Credit: Pearson Scott Foresman (Public domain)

A hellbender’s body extends two to three feet behind its slimy head, sprouting two pairs of stumpy legs before reaching the tail. They live in rivers like the Greenbrier and Cheat in West Virginia that drain pristine water from the mountains and harbor the diet of crayfish (“crawdads”). Hellbenders are giant salamanders, and the Appalachian mountain chain is the redoubt of more of their species than anywhere else in the world, over seventy in all, mostly small, dainty, and colorful.

I have never found a Big Sal under a rock, but Nick and Tim grab one on their excursion to West Virginia in this video.  They are slippery characters that are best left alone like other protected species with dwindling numbers.

Elk River, WV. Hellbender homeland

Hellbenders like a quiet life, but their home stretches can quickly change temper after a storm, turning a gentle stream into a raging torrent that tosses slimy torsos against rocks, crushing and tearing their flesh. And yet deep skin wounds almost never go septic in salamanders because they evolved ways of repairing traumas and consequently live for 30 to 50 years, longer than almost every other animal in the forest except some large birds.
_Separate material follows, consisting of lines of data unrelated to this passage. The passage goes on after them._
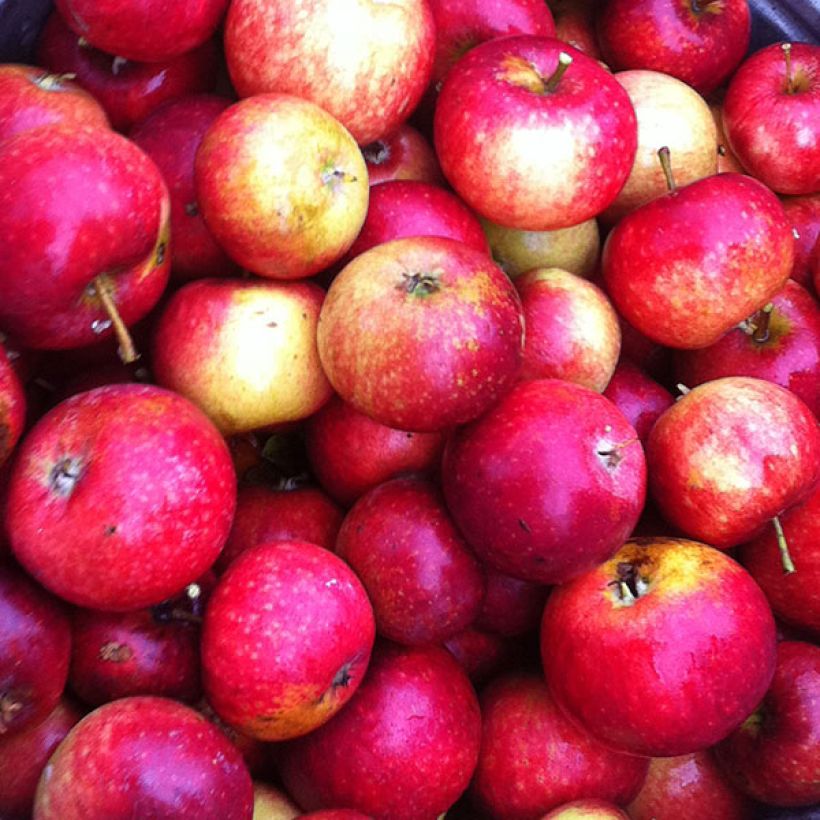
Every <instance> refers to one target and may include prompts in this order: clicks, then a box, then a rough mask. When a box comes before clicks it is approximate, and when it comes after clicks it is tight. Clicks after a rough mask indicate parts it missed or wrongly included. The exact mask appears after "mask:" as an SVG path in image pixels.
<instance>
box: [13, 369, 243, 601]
mask: <svg viewBox="0 0 820 820" xmlns="http://www.w3.org/2000/svg"><path fill="white" fill-rule="evenodd" d="M235 504H236V477H235V475H234V472H233V465H232V463H231V457H230V454H229V452H228V448H227V446H226V445H225V442H224V440H223V439H222V437H221V436H220V435H219V433H218V432H217V430H216V428H215V427H214V426H213V425H212V424H211V422H210V421H208V419H207V418H206V417H205V416H204V415H203V414H202V413H201V412H200V411H199V410H198V409H197V408H196V407H194V406H193V405H192V404H191V403H190V402H188V401H187V400H186V399H184V398H182V397H181V396H179V395H177V394H175V393H171V392H170V391H168V390H163V389H161V388H159V387H153V386H148V385H138V384H119V385H111V386H108V387H99V388H97V389H95V390H90V391H88V392H86V393H80V394H78V395H76V396H73V397H71V398H70V399H67V400H66V401H64V402H62V403H61V404H59V405H58V406H57V407H55V408H54V409H53V410H51V411H50V412H49V413H47V414H46V415H45V416H43V417H42V418H41V419H40V420H39V421H38V422H37V423H36V424H35V425H34V427H33V428H32V429H31V430H30V431H29V433H28V435H27V436H26V438H25V439H24V441H23V442H21V444H20V450H19V453H18V456H17V459H16V461H15V465H14V471H13V474H12V476H11V480H10V484H9V489H8V497H7V505H6V520H5V524H6V535H7V537H8V539H9V542H10V543H11V547H12V549H13V551H14V554H15V556H16V557H17V559H18V560H19V561H20V563H21V564H22V565H23V567H24V568H25V569H26V570H27V571H28V572H30V573H31V574H32V575H33V576H34V577H35V578H36V579H37V580H38V581H39V582H40V583H42V584H43V586H45V587H46V588H48V589H51V590H52V591H53V592H55V593H56V594H58V595H60V596H61V597H63V598H65V599H67V600H69V601H70V602H72V603H74V604H77V605H79V606H83V607H88V608H91V609H104V610H108V611H128V610H133V609H139V608H141V607H146V606H151V605H152V604H157V603H160V602H161V601H163V600H165V599H166V598H170V597H171V596H173V595H175V594H176V593H178V592H179V591H180V590H182V589H183V588H184V587H185V586H186V585H187V584H190V583H191V582H193V581H195V580H196V579H197V578H198V577H199V576H200V575H201V574H202V573H203V572H205V570H207V569H208V568H209V567H210V566H211V564H213V562H214V561H215V560H216V557H217V555H218V554H219V551H220V550H221V549H222V546H223V544H224V543H225V539H226V538H227V537H228V532H229V530H230V525H231V520H232V518H233V512H234V506H235Z"/></svg>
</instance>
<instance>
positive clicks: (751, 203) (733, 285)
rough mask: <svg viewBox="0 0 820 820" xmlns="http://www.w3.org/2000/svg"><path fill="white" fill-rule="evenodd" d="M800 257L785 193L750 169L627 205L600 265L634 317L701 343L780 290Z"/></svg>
mask: <svg viewBox="0 0 820 820" xmlns="http://www.w3.org/2000/svg"><path fill="white" fill-rule="evenodd" d="M672 161H673V162H674V157H673V158H672ZM793 258H794V238H793V237H792V233H791V228H790V226H789V223H788V220H787V219H786V215H785V213H784V211H783V206H782V205H781V204H780V201H779V200H778V199H777V197H776V196H775V195H774V194H773V193H772V192H771V191H769V190H768V189H767V188H766V187H765V186H764V185H762V184H761V183H760V182H757V181H756V180H754V179H752V178H751V177H746V176H742V175H740V174H718V175H717V176H711V177H707V178H706V179H701V180H698V181H697V182H692V183H691V184H689V185H687V186H685V187H683V188H677V189H675V188H673V190H671V191H670V192H669V193H667V194H664V195H663V196H661V197H658V198H657V199H654V200H652V201H651V202H649V203H647V204H646V205H643V206H641V207H640V208H638V209H636V210H634V211H632V212H631V213H629V214H627V215H626V216H625V217H624V218H623V219H622V220H621V221H620V222H619V223H618V224H617V225H616V226H615V228H614V229H613V230H612V232H611V233H610V234H609V236H608V237H607V240H606V243H605V245H604V251H603V258H602V264H603V276H604V281H605V283H606V289H607V292H608V293H609V296H610V298H611V299H612V301H613V303H614V304H615V307H616V308H617V309H618V311H619V312H620V313H621V314H622V315H623V317H624V318H625V319H626V320H627V321H628V322H630V323H631V324H632V325H634V326H635V327H636V328H637V329H638V330H639V331H641V332H642V333H644V334H645V335H646V336H648V337H649V338H650V339H652V340H654V341H656V342H659V343H660V344H663V345H667V346H669V347H678V348H699V347H708V346H709V345H710V344H714V342H716V341H717V340H718V339H719V338H720V337H721V336H722V335H723V334H724V333H725V332H726V331H727V330H730V329H731V328H732V327H734V326H735V325H737V324H738V323H739V322H741V321H742V320H743V319H746V318H747V317H748V316H749V315H751V314H752V313H753V312H754V311H755V310H757V309H758V308H761V307H763V306H764V305H765V304H766V302H768V301H769V300H770V299H771V298H772V297H773V296H774V295H775V294H776V293H777V292H778V291H779V290H781V289H782V287H783V285H784V284H785V283H786V280H787V279H788V278H789V274H790V273H791V269H792V262H793Z"/></svg>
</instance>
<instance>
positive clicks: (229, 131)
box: [195, 3, 369, 279]
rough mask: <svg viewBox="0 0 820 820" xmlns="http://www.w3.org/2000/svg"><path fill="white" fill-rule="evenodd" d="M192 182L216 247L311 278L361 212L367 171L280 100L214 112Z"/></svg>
mask: <svg viewBox="0 0 820 820" xmlns="http://www.w3.org/2000/svg"><path fill="white" fill-rule="evenodd" d="M237 5H240V4H237V3H234V4H233V5H232V6H231V9H233V8H236V6H237ZM195 175H196V190H197V200H198V202H199V206H200V209H201V211H202V215H203V217H204V218H205V223H206V225H207V226H208V228H209V229H210V230H211V232H212V233H213V235H214V236H215V237H216V239H217V241H218V242H219V244H220V245H222V247H223V248H224V249H225V250H226V251H227V253H228V255H229V256H230V257H231V258H232V259H234V261H236V262H237V263H238V264H240V265H242V266H243V267H246V268H248V269H249V270H250V271H251V272H252V273H256V274H259V275H260V276H267V277H270V278H273V279H299V278H303V277H306V276H311V275H312V274H314V273H318V272H319V271H321V270H322V269H323V268H325V267H327V266H328V265H330V264H331V263H332V262H335V261H336V260H337V259H339V258H340V257H341V256H342V254H344V253H345V251H347V249H348V248H349V247H350V246H351V245H352V244H353V240H354V239H355V238H356V235H357V233H358V232H359V229H360V228H361V226H362V223H363V222H364V217H365V213H366V211H367V199H368V190H369V187H368V183H367V168H366V167H365V162H364V158H363V157H362V154H361V152H360V151H359V148H358V146H357V145H356V143H355V142H354V140H353V138H352V137H351V135H350V133H349V132H348V131H347V130H346V129H345V128H344V127H343V126H342V125H341V123H340V122H339V121H338V120H337V119H335V118H334V117H332V116H331V115H330V114H328V113H327V112H326V111H324V110H322V109H321V108H319V107H318V106H317V105H314V104H313V103H311V102H308V101H307V100H303V99H298V98H296V97H292V96H290V95H287V94H259V95H257V96H255V97H250V98H248V99H245V100H241V101H240V102H238V103H234V104H233V105H232V106H230V108H228V109H227V110H225V111H223V112H222V114H220V115H219V117H217V119H216V121H215V122H214V123H213V124H212V125H211V127H210V128H209V129H208V131H207V133H206V134H205V137H204V138H203V140H202V143H201V144H200V146H199V149H198V151H197V155H196V161H195Z"/></svg>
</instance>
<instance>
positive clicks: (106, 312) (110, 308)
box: [92, 275, 140, 364]
mask: <svg viewBox="0 0 820 820" xmlns="http://www.w3.org/2000/svg"><path fill="white" fill-rule="evenodd" d="M92 285H93V287H94V290H95V291H96V293H97V296H98V297H99V299H100V302H102V306H103V307H104V308H105V312H106V313H107V314H108V318H109V319H110V320H111V324H112V325H113V327H114V333H115V334H116V336H117V341H118V342H119V343H120V348H119V354H120V359H122V362H123V364H131V362H135V361H136V360H137V359H138V358H139V357H140V356H139V353H137V350H136V348H135V347H134V342H133V340H132V339H131V334H130V333H129V332H128V328H127V327H126V326H125V322H123V320H122V316H120V312H119V311H118V310H117V306H116V304H115V303H114V297H113V295H112V293H111V284H110V282H109V281H108V279H107V278H106V277H105V276H103V275H101V276H97V277H96V278H95V279H94V281H93V283H92Z"/></svg>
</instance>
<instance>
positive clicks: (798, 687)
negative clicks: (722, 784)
mask: <svg viewBox="0 0 820 820" xmlns="http://www.w3.org/2000/svg"><path fill="white" fill-rule="evenodd" d="M715 753H716V755H717V759H718V762H719V763H720V765H721V767H722V768H723V770H724V772H725V773H726V774H727V775H728V777H729V779H730V780H731V781H732V782H733V783H735V785H737V786H738V787H739V788H741V789H742V790H743V791H744V792H746V793H747V794H749V795H750V796H752V797H754V798H755V799H756V800H760V801H761V802H764V803H770V804H772V805H775V806H808V805H811V804H812V803H817V802H818V801H820V647H818V646H815V645H814V644H810V643H804V642H802V641H781V642H780V643H779V644H778V647H777V668H776V670H775V673H774V680H773V681H772V685H771V687H770V688H769V690H768V692H767V693H766V697H765V698H763V702H762V703H761V704H760V709H759V711H758V714H756V715H753V716H752V717H751V718H750V719H749V720H748V721H747V722H745V723H744V724H743V725H742V726H741V727H740V728H739V729H738V730H737V731H735V732H733V733H732V734H731V735H730V736H729V737H728V738H726V740H725V741H723V743H721V744H719V745H718V747H717V748H716V749H715Z"/></svg>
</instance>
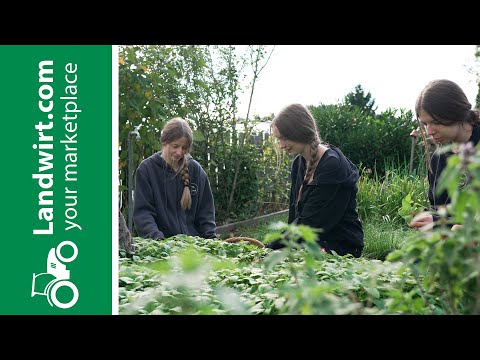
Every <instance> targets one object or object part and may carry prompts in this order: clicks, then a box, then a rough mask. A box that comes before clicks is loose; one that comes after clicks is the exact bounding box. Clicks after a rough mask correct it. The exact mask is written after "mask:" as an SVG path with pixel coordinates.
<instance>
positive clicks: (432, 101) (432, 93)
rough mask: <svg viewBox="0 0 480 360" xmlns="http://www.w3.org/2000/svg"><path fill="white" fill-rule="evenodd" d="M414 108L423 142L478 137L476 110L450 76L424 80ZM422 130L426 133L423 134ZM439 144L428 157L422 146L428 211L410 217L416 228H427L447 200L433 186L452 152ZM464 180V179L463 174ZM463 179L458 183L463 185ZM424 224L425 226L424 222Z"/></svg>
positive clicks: (414, 227)
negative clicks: (429, 137)
mask: <svg viewBox="0 0 480 360" xmlns="http://www.w3.org/2000/svg"><path fill="white" fill-rule="evenodd" d="M415 112H416V113H417V119H418V122H419V125H420V126H419V128H420V130H421V135H422V138H423V141H424V143H425V144H427V137H430V138H431V139H433V141H434V142H435V143H436V144H437V145H447V144H450V143H458V144H462V143H463V144H466V143H468V142H471V143H472V144H473V145H474V146H476V145H477V144H478V141H479V139H480V119H479V112H478V110H476V109H472V105H471V104H470V102H469V101H468V99H467V96H466V95H465V93H464V92H463V90H462V89H461V88H460V86H458V85H457V84H456V83H454V82H453V81H450V80H445V79H441V80H434V81H431V82H430V83H428V84H427V86H426V87H425V88H424V89H423V90H422V92H421V93H420V95H419V96H418V98H417V102H416V104H415ZM425 133H426V134H425ZM439 149H440V147H438V148H437V150H435V152H434V153H433V155H432V157H431V159H430V156H429V151H428V149H427V148H426V150H427V151H426V154H427V168H428V183H429V190H428V199H429V201H430V212H428V213H427V212H424V213H422V215H424V216H421V215H419V216H417V217H416V218H414V219H413V220H414V221H413V222H412V223H411V224H410V226H411V227H413V228H416V229H420V228H422V229H429V228H431V227H432V225H433V224H434V223H435V221H436V220H438V216H437V215H436V214H435V213H436V212H437V210H438V207H439V206H442V205H446V204H448V203H450V199H449V198H448V194H447V191H446V190H445V191H444V192H443V193H441V194H437V192H436V187H437V185H438V179H439V178H440V174H441V173H442V171H443V170H444V169H445V167H446V165H447V160H448V158H449V157H450V156H451V155H452V154H453V153H452V152H446V153H445V152H443V153H442V152H440V151H438V150H439ZM464 180H467V178H466V177H465V178H464ZM465 185H466V181H464V182H463V184H460V186H461V187H462V186H465ZM427 225H428V226H427Z"/></svg>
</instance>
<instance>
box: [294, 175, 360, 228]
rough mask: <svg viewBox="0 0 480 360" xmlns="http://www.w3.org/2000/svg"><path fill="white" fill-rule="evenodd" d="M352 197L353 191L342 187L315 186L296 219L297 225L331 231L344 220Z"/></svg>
mask: <svg viewBox="0 0 480 360" xmlns="http://www.w3.org/2000/svg"><path fill="white" fill-rule="evenodd" d="M350 197H351V191H350V190H349V189H348V190H347V189H346V188H344V187H343V186H342V185H325V184H324V185H321V186H316V185H315V189H314V190H313V192H312V193H311V195H310V196H309V197H308V198H307V199H306V202H305V204H304V206H303V208H302V211H301V213H300V214H299V216H298V218H297V219H296V220H297V224H304V225H308V226H311V227H314V228H317V229H322V230H323V231H324V232H327V231H329V230H330V229H332V228H333V227H335V226H336V225H337V224H338V223H339V222H340V220H341V219H342V217H343V215H344V213H345V211H346V209H347V207H348V204H349V202H350Z"/></svg>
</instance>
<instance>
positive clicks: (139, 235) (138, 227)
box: [133, 167, 165, 240]
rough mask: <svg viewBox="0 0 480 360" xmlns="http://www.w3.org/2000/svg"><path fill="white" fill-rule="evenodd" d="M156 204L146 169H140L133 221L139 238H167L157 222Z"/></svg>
mask: <svg viewBox="0 0 480 360" xmlns="http://www.w3.org/2000/svg"><path fill="white" fill-rule="evenodd" d="M155 216H156V211H155V203H154V200H153V190H152V185H151V183H150V181H149V179H148V176H147V174H146V173H145V171H144V169H142V168H141V167H139V168H138V169H137V171H136V173H135V201H134V208H133V221H134V222H135V229H136V230H137V233H138V235H139V236H141V237H143V238H145V239H156V240H161V239H164V238H165V235H164V234H163V232H161V231H160V230H159V229H158V225H157V223H156V222H155Z"/></svg>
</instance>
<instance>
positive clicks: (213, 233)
mask: <svg viewBox="0 0 480 360" xmlns="http://www.w3.org/2000/svg"><path fill="white" fill-rule="evenodd" d="M160 155H161V152H158V153H155V154H153V155H152V156H150V157H148V158H147V159H145V160H143V161H142V162H141V163H140V165H139V166H138V168H137V171H136V174H135V193H134V195H135V200H134V210H133V221H134V223H135V229H136V231H137V233H138V235H139V236H141V237H143V238H150V239H164V238H168V237H170V236H174V235H177V234H186V235H190V236H200V237H202V238H205V239H210V238H214V237H216V234H215V228H216V224H215V206H214V202H213V195H212V191H211V188H210V183H209V181H208V178H207V175H206V173H205V171H204V170H203V168H202V167H201V166H200V164H199V163H198V162H197V161H196V160H194V159H193V158H192V157H190V156H189V155H187V156H189V165H188V171H189V176H190V191H191V195H192V206H191V208H190V209H187V210H183V209H182V208H181V206H180V199H181V197H182V193H183V189H184V185H183V183H182V181H181V175H180V174H176V173H175V171H174V170H173V169H172V168H171V167H170V166H169V165H167V163H166V161H165V160H164V159H163V158H162V157H161V156H160Z"/></svg>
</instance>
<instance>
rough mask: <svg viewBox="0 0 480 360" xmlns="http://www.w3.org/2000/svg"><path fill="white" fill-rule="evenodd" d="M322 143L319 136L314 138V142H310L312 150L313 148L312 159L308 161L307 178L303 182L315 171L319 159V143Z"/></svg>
mask: <svg viewBox="0 0 480 360" xmlns="http://www.w3.org/2000/svg"><path fill="white" fill-rule="evenodd" d="M319 144H320V141H319V140H318V137H316V138H315V140H313V142H312V143H311V144H310V150H311V157H310V161H309V162H308V163H307V171H306V172H305V178H304V179H303V182H305V181H307V179H309V178H310V176H311V175H313V172H314V171H315V168H316V165H317V161H318V145H319Z"/></svg>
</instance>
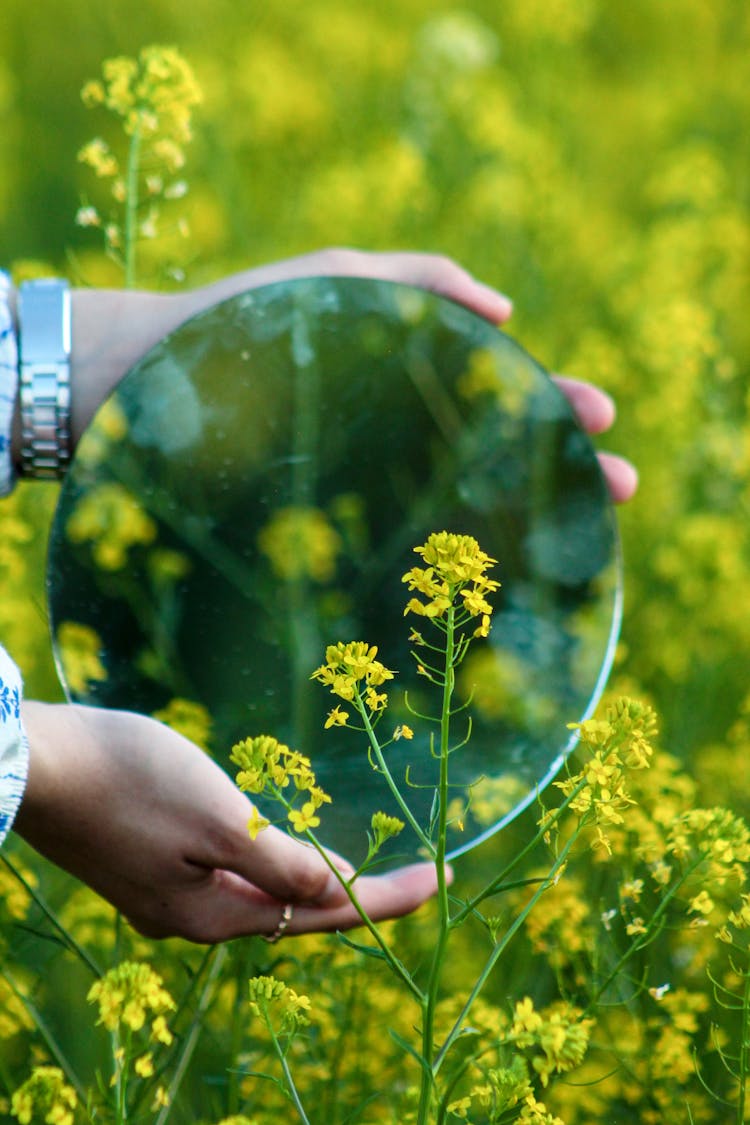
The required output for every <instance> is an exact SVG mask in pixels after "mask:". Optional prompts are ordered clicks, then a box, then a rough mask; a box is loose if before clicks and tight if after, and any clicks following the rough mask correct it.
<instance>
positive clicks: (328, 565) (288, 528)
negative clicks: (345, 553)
mask: <svg viewBox="0 0 750 1125" xmlns="http://www.w3.org/2000/svg"><path fill="white" fill-rule="evenodd" d="M257 546H259V547H260V549H261V551H262V552H263V553H264V555H265V556H266V558H268V559H269V561H270V562H271V566H272V567H273V571H274V574H277V575H278V576H279V577H280V578H283V579H284V580H286V582H293V580H298V579H300V578H311V579H313V582H319V583H324V582H328V580H329V579H331V578H333V575H334V571H335V569H336V558H337V556H338V553H340V551H341V549H342V546H343V543H342V539H341V535H340V534H338V532H337V531H336V530H335V529H334V528H333V526H332V525H331V521H329V520H328V517H327V516H326V514H325V512H322V511H320V510H319V508H317V507H299V506H293V505H290V506H288V507H282V508H279V510H278V511H275V512H274V513H273V515H272V516H271V519H270V520H269V522H268V523H266V524H265V526H264V528H262V529H261V531H260V532H259V535H257Z"/></svg>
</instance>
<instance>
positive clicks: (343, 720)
mask: <svg viewBox="0 0 750 1125" xmlns="http://www.w3.org/2000/svg"><path fill="white" fill-rule="evenodd" d="M347 721H349V713H347V712H346V711H342V710H341V708H340V706H338V704H336V706H335V708H334V709H333V711H329V712H328V718H327V719H326V721H325V729H326V730H328V728H329V727H345V726H346V723H347Z"/></svg>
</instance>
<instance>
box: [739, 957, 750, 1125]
mask: <svg viewBox="0 0 750 1125" xmlns="http://www.w3.org/2000/svg"><path fill="white" fill-rule="evenodd" d="M748 1047H750V971H749V970H748V969H746V972H744V990H743V992H742V1029H741V1033H740V1073H739V1075H738V1087H739V1090H738V1098H737V1125H743V1122H744V1119H746V1117H744V1105H746V1100H747V1092H748Z"/></svg>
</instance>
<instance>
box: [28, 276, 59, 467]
mask: <svg viewBox="0 0 750 1125" xmlns="http://www.w3.org/2000/svg"><path fill="white" fill-rule="evenodd" d="M18 350H19V360H20V363H19V367H20V400H21V472H22V474H24V476H27V477H37V478H40V479H46V480H54V479H56V478H58V477H62V476H64V475H65V470H66V469H67V466H69V463H70V458H71V388H70V360H71V295H70V287H69V285H67V282H66V281H62V280H58V279H57V278H54V279H53V278H44V279H40V280H37V281H25V282H22V284H21V286H20V288H19V291H18Z"/></svg>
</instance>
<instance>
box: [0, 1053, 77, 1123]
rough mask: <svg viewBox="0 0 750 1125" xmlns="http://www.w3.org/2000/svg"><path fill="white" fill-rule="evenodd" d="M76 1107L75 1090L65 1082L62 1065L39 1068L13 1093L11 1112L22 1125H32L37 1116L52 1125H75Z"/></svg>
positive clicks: (10, 1107) (11, 1104)
mask: <svg viewBox="0 0 750 1125" xmlns="http://www.w3.org/2000/svg"><path fill="white" fill-rule="evenodd" d="M76 1105H78V1097H76V1093H75V1090H74V1089H73V1088H72V1087H71V1086H69V1084H67V1083H66V1082H65V1075H64V1074H63V1072H62V1070H61V1069H60V1066H35V1069H34V1071H33V1072H31V1075H30V1078H27V1080H26V1081H25V1082H24V1084H22V1086H20V1087H19V1088H18V1089H17V1090H16V1092H15V1093H13V1096H12V1098H11V1102H10V1109H11V1113H12V1115H13V1117H16V1118H17V1119H18V1122H20V1125H29V1122H31V1120H33V1119H34V1117H39V1118H40V1119H42V1120H44V1122H47V1123H48V1125H73V1118H74V1115H75V1107H76Z"/></svg>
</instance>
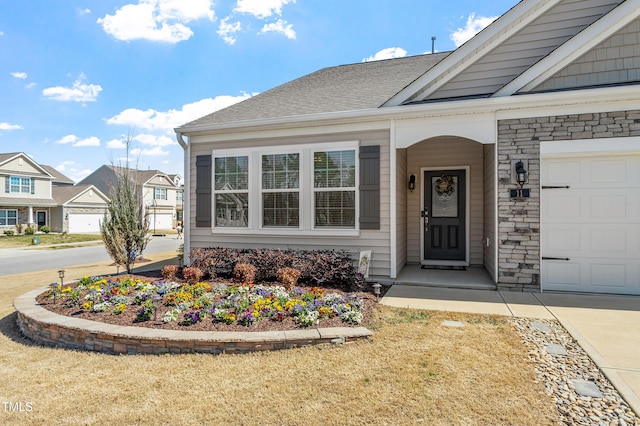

A family of small peptides called defensins help to protect them against infection by latching on before bacteria, fungi and viruses snuck into cells. We, too, have defensins for boosting our innate immunity by drinking our mother’s milk during the most vulnerable weeks of our young lives.

There are related peptides encoded in our genome, but they are shams because their pseudogenes have premature stop codons that produce truncated peptides that don’t work for us throughout life. Perhaps they were useful long ago, but we now depend on cells in the immune system to guard against microbes, and for the past eighty years have counted on the penicillin family when needed. I say “past” because overuse of these drugs is creating microbial resistance that could turn us back to the pre-antibiotic era. If defensins help to preserve salamanders in a turbulent environment perhaps we can synthesize analogous molecules as backups for penicillin.

These four-legged aquatic animals with a long tail look too alien to inform medical science, but their body plan and tissue architecture are not so foreign to our own. There is one huge, enviable difference. They have an amazing ability to regenerate amputated limbs that we lost way back in evolution along with the services of some defensins. If we could mimic their biology millions of patients could throw away prosthetic hands, arms and legs, and repair damaged internal organs by drawing on the regenerative potency that rests unbidden inside our bodies.

When part of a salamander’s body is lost a blastema forms at the site of injury containing stem cells and other cells that lose their specialized character as they ready themselves for a reconstruction job. Careful anatomical studies have shown that when limbs are regrown they become perfect copies of the originals. This process fails in us because of an absence of blastemas and scar tissue getting in the way.

But we are getting accustomed to surprises in biology, and there are grounds for hoping that the plasticity of cells can be harnessed one day for regenerating our bodies. If you see a salamander squatting in a glass tank in a lab you may think it is a scientist’s pet or a grotesque throw-back to the Cretaceous Era, but perhaps you are looking at the future, at something that will help to improve human lives, and revise your judgment of the beasts from Hell.